Yikes, it sounds like you've tried everything. Only other thing I would suggest is maybe a time out when he gets too aggressive. Have you enrolled him in any puppy classes that maybe something that could help. He sounds like a handful little stinker, good luck.


----------



## LovelyLily (Mar 26, 2013)

Hi! From what I understand from the classes I have taken with Lily, it seems you may be having problems because of inconsistent messages you are sending to your dog. 

You have taught that it is proper socialization to lick feet. The dog has been rewarded for that behavior with you. Understandably, the dog then tries to act in this manner with others and is confused when the response is different.

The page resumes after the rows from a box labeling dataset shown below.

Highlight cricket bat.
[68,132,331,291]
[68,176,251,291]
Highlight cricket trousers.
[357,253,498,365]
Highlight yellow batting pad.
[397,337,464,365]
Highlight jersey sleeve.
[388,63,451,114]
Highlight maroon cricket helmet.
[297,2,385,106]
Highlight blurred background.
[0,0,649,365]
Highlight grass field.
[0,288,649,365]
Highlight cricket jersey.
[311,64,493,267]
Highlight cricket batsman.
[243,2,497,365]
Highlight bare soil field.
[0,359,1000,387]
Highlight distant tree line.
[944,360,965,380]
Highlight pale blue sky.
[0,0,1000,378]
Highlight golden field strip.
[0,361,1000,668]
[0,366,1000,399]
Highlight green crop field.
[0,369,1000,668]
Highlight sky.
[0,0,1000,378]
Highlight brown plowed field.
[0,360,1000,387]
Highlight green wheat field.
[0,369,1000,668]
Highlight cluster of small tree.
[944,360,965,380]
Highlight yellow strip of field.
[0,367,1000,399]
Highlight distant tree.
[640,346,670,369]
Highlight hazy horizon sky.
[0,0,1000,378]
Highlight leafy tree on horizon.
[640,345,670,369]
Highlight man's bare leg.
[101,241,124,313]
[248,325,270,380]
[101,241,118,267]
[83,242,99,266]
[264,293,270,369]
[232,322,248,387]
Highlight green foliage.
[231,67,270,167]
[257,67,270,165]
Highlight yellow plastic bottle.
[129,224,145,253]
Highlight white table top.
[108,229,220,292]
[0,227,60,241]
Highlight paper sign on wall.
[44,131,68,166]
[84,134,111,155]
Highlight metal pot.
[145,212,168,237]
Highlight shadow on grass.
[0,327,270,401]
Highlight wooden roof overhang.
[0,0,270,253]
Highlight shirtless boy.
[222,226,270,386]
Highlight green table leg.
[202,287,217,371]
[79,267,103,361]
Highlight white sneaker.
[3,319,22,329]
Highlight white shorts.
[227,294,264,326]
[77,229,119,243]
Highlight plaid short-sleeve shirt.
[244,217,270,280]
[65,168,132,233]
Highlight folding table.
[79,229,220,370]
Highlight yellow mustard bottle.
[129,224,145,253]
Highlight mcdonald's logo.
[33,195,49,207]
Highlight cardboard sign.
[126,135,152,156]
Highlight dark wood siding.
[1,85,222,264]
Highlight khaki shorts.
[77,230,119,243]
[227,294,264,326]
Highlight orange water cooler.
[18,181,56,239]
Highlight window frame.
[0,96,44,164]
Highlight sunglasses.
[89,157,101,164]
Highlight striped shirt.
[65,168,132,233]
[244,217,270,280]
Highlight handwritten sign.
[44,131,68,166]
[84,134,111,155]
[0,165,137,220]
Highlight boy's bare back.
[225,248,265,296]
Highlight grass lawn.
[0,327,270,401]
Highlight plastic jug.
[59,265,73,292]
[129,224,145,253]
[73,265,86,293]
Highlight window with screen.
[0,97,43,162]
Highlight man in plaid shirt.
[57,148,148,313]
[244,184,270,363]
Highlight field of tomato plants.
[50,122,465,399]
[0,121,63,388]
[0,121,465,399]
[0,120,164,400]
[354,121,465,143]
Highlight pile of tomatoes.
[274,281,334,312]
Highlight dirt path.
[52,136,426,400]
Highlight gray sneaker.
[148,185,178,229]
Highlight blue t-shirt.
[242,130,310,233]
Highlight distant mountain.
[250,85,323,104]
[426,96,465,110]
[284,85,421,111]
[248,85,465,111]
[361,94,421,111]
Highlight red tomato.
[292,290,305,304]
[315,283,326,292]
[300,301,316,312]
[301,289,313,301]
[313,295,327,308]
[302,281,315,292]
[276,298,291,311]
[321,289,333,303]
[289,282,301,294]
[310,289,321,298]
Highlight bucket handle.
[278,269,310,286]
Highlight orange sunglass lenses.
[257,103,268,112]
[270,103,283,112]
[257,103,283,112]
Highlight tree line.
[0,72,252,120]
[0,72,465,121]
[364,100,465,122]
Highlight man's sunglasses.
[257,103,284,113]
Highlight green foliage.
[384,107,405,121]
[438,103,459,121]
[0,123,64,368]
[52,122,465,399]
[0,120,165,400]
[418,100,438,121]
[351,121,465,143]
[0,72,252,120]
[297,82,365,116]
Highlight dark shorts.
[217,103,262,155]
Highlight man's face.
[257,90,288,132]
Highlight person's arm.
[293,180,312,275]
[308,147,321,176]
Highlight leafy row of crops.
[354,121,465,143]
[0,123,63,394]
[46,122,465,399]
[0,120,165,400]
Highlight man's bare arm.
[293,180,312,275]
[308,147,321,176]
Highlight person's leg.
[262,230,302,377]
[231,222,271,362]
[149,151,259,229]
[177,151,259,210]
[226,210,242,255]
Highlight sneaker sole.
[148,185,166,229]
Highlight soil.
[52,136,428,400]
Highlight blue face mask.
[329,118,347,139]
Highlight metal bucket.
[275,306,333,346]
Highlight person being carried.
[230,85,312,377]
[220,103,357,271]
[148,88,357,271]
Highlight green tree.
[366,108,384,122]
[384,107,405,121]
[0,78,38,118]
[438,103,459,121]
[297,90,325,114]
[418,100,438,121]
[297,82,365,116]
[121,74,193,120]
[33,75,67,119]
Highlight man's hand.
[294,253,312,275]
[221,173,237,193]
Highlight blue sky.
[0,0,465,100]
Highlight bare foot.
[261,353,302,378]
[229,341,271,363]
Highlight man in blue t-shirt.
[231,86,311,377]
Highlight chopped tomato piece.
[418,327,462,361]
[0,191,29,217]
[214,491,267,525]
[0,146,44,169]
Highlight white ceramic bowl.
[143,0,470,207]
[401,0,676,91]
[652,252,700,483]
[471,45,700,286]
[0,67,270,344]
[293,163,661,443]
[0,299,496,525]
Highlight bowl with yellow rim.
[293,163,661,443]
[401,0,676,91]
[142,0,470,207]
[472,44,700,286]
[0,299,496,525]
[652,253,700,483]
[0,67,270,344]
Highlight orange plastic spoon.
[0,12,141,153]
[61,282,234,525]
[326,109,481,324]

When the confused dog then has the upset owner getting close and saying no in an emotion charged voice the dog feeds off that energy and gets more hyper.

My recommendation is to prohibit the possibility of this scenario with others by keeping the dog on a short lead by you when friends are around until the situation is under control. And consider working with a reputable trainer.


----------



## LovelyLily (Mar 26, 2013)

Wanted to add... Lily drove me bonkers as a pup with running zoomies around me and coming in to bite my feet and growl after each circle. Lol. Without knowing better, I accidentally rewarded the behavior by giving a stern no or by moving quickly away. Those responses, as well as giving her a timeout, did nothing to get her to drop the pattern of behavior. Became a habit. It took a long long time of completely ignoring behavior to get her to cease doing it. Turning my head away from her and giving no attention worked for her, after consistently doing that for a long time.


----------



## Smtf773 (Apr 8, 2015)

The only thing that worked with Edward was ignoring him. Saying ouch just fueled him up more! Pretty soon he caught on that all attention stopped when bad behavior began. They are super smart so it doesn't take long for them to understand how to get what they want . Pretty sure in the end Edward was the one in charge I just wasn't smart enough to know he was playing me


----------



## LovelyLily (Mar 26, 2013)

Also training may help in SO many ways. Obedience training--teaching sit, down, come here, paw, go to mat, heel, paws up, spin, etc.-- helps drain excess energy and creates a more positive bond.

Works wonders with Lily. If I skip a few days she becomes a bit restless and rambunctious, and tries to give me clues to go back to training (pushes the one ball used for training at me, etc. SO cute). : )

These dogs are so smart and I think it helps to keep their minds occupied and focused on positive behaviors.


----------



## Tongyuen (Dec 3, 2015)

Thanks for all the advise! I'm planning to sign him up for puppy training as soon as he has all the shots  

P.S. How do you all get your fluff so white? Mine doesn't even let me wipe his face with a towel around his eyes.


----------